When I give in GHC the -s option shows a TASKS metric as below which I don't know what it means:
548,321,960 bytes allocated in the heap
31,615,128 bytes copied during GC
1,538,384 bytes maximum residency (17 sample(s))
87,272 bytes maximum slop
24 MiB total memory in use (0 MB lost due to fragmentation)
Tot time (elapsed) Avg pause Max pause
Gen 0 54 colls, 54 par 0.044s 0.036s 0.0007s 0.0016s
Gen 1 17 colls, 16 par 0.021s 0.018s 0.0010s 0.0023s
Parallel GC work balance: 18.96% (serial 0%, perfect 100%)

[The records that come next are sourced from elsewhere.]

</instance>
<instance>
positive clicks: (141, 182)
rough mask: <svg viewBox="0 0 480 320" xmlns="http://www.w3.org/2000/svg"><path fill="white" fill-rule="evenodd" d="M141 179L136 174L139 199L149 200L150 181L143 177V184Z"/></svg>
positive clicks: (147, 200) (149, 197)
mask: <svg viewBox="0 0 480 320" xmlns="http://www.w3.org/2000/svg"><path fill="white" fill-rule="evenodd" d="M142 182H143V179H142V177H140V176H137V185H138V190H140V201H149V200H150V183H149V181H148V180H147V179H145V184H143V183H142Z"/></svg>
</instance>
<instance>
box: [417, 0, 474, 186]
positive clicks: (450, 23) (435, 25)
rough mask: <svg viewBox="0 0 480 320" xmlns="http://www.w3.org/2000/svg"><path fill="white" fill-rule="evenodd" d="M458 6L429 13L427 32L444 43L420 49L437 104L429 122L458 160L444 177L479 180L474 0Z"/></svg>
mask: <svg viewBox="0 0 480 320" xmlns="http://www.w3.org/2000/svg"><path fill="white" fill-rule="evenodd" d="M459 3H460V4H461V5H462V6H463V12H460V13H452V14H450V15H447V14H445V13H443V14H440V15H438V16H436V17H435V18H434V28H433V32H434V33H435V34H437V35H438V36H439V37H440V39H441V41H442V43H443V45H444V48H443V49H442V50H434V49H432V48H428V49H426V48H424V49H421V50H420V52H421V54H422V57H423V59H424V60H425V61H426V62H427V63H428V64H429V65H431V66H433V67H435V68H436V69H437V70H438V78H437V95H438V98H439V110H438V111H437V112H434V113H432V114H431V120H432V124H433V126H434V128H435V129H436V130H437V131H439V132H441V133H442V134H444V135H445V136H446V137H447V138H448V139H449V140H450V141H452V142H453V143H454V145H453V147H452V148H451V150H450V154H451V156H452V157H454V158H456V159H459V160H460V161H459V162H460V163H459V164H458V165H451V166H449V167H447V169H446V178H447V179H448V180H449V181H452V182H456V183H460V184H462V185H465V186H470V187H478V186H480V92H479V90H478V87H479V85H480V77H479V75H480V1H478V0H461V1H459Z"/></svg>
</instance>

TASKS: 10 (1 bound, 9 peak workers (9 total), using -N4)
SPARKS: 8999 (8195 converted, 804 overflowed, 0 dud, 0 GC'd, 0 fizzled)
INIT time 0.002s ( 0.001s elapsed)
MUT time 13.915s ( 3.857s elapsed)
GC time 0.066s ( 0.054s elapsed)
EXIT time 0.001s ( 0.007s elapsed)
Total time 13.984s ( 3.920s elapsed)
Alloc rate 39,405,087 bytes per MUT second
Productivity 99.5% of total user, 98.4% of total elapsed
I says TASKS:10 1 bound 9 peak workers. In the GHC manual I didn't find anything about TASKS.
Tasks are the GHC threaded runtime's internal structure for representing O/S threads, so a "task" is an O/S thread, more or less. This isn't precisely true. If a thread calls out to foreign code which then calls back into Haskell, an extra task gets allocated to the same O/S thread for the in-call, but it's true most of the time.
The threaded runtime very quickly starts a number of tasks (and so O/S threads) equal to twice the number of capabilities plus two, so even a main = putStrLn "Hello, World!" program run with -N4 will run with 10 tasks (and with -N32 with 66 tasks).
The runtime arranges to actually run CPU intensive code in tasks up to the number of capabilities, so even though with -N4, you might have 10 tasks, only four of them are going to be running user code while the rest are sleeping. Also, the RTS may allocate additional tasks with associated O/S threads beyond the initial number, if they are needed to max out the number of capabilities when enough CPU bound work is available and enough existing tasks are stuck in I/O or whatever.
To be honest, I don't think the statistic is very useful.